Snakefiles are Python code

Overview

Teaching: 30 min
Exercises: 15 min

Questions

How can I automatically manage dependencies and outputs?

How can I use Python code to add features to my pipeline?

Objectives

Use variables, functions, and imports in a Snakefile.

Learn to use the run action to execute Python code as an action.

Despite our efforts, our pipeline still has repeated content, for instance the names of output files/dependencies. Our zipf_test rule, for instance, is extremely clunky. What happens if we want to analyse books/sierra.txt as well? We’d have to update everything!

rule zipf_test:
    input:  'zipf_test.py', 'abyss.dat', 'last.dat', 'isles.dat'
    output: 'results.txt'
    shell:  'python {input[0]} {input[1]} {input[2]} {input[3]} > {output}'

First, let’s cut down on a little bit of the clunkiness of the shell directive. One thing you’ve probably noticed is that all of our rules are using Python strings. Other data structures work too — let’s try a list:

rule zipf_test:
    input:
        zipf='zipf_test.py',
        books=['abyss.dat', 'last.dat', 'isles.dat']
    output: 'results.txt'
    shell:  'python {input.zipf} {input.books} > {output}'

(snakemake clean and snakemake -p should show that the pipeline still works!)

This illustrates a key feature of Snakemake. Snakefiles are just Python code. We can make our list into a variable to demonstrate this. Let’s create the variable DATS and use it in our zipf_test and dats rules.

DATS=['abyss.dat', 'last.dat', 'isles.dat']

# generate summary table
rule zipf_test:
    input:
        zipf='zipf_test.py',
        books=DATS
    output: 'results.txt'
    shell:  'python {input.zipf} {input.books} > {output}'

rule dats:
    input: DATS

Try re-creating both the dats and results.txt targets (run snakemake clean in between).

When are Snakefiles executed?

The last example illustrated that we can use arbitrary Python code in our Snakefile. It’s important to understand when this code gets executed. Let’s add a print instruction to the top of our Snakefile.

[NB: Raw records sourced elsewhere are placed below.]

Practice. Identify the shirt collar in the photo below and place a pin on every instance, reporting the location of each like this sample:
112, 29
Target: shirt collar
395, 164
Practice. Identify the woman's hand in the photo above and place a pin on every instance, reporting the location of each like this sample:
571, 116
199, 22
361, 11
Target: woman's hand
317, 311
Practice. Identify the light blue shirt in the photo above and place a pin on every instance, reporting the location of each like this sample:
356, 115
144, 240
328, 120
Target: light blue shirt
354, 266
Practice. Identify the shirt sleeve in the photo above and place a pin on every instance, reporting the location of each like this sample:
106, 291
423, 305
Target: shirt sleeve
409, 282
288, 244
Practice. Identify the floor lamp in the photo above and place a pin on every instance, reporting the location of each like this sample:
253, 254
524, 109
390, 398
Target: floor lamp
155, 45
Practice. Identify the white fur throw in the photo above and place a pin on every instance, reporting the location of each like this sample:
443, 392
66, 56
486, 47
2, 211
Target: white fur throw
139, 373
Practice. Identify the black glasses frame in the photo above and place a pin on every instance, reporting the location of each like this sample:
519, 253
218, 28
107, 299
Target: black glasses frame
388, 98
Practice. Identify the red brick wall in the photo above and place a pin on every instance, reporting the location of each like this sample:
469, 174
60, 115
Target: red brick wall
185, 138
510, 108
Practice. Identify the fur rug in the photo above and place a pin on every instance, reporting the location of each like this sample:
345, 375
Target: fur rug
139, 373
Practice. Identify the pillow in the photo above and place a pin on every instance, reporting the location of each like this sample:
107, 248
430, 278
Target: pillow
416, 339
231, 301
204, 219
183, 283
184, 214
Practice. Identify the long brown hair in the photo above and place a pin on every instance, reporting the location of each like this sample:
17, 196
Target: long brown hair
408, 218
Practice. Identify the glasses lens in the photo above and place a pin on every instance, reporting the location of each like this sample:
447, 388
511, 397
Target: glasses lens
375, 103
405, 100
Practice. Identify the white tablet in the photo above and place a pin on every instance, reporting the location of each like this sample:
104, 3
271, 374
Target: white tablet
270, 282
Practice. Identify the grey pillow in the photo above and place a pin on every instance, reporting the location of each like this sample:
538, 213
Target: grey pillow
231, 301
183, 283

print('Snakefile is being executed!')

DATS=['abyss.dat', 'last.dat', 'isles.dat']

# generate summary table
rule zipf_test:
    input:
# more output below

Now let’s clean up our workspace with snakemake clean

snakemake clean

Snakefile is being executed!
Provided cores: 1
Rules claiming more threads will be scaled down.
Job counts:
    count	jobs
    1	clean
    1

rule clean:
    jobid: 0

Finished job 0.
1 of 1 steps (100%) done

Now let’s re-run the pipeline…

$ snakemake

Snakefile is being executed!
Provided cores: 1
Rules claiming more threads will be scaled down.
Job counts:
    count	jobs
    3	count_words
    1	zipf_test
    4

rule count_words:
    input: wordcount.py, books/last.txt
    output: last.dat
    jobid: 3
    wildcards: file=last

Finished job 3.
1 of 4 steps (25%) done

rule count_words:
    input: wordcount.py, books/abyss.txt
    output: abyss.dat
    jobid: 1
    wildcards: file=abyss

Finished job 1.
2 of 4 steps (50%) done

rule count_words:
    input: wordcount.py, books/isles.txt
    output: isles.dat
    jobid: 2
    wildcards: file=isles

Finished job 2.
3 of 4 steps (75%) done

rule zipf_test:
    input: zipf_test.py, abyss.dat, last.dat, isles.dat
    output: results.txt
    jobid: 0

Finished job 0.
4 of 4 steps (100%) done

Let’s do a dry-run:

$ snakemake -n

Snakefile is being executed!
Nothing to be done.

In every case, the print() statement ran before any of the actual pipeline code was run. What we can take away from this is that Snakemake executes the entire Snakefile every time we run snakemake (regardless of if it’s a dry run!). Because of this, we need to be careful, and only put tasks that do “real work” (changing files on disk) inside rules.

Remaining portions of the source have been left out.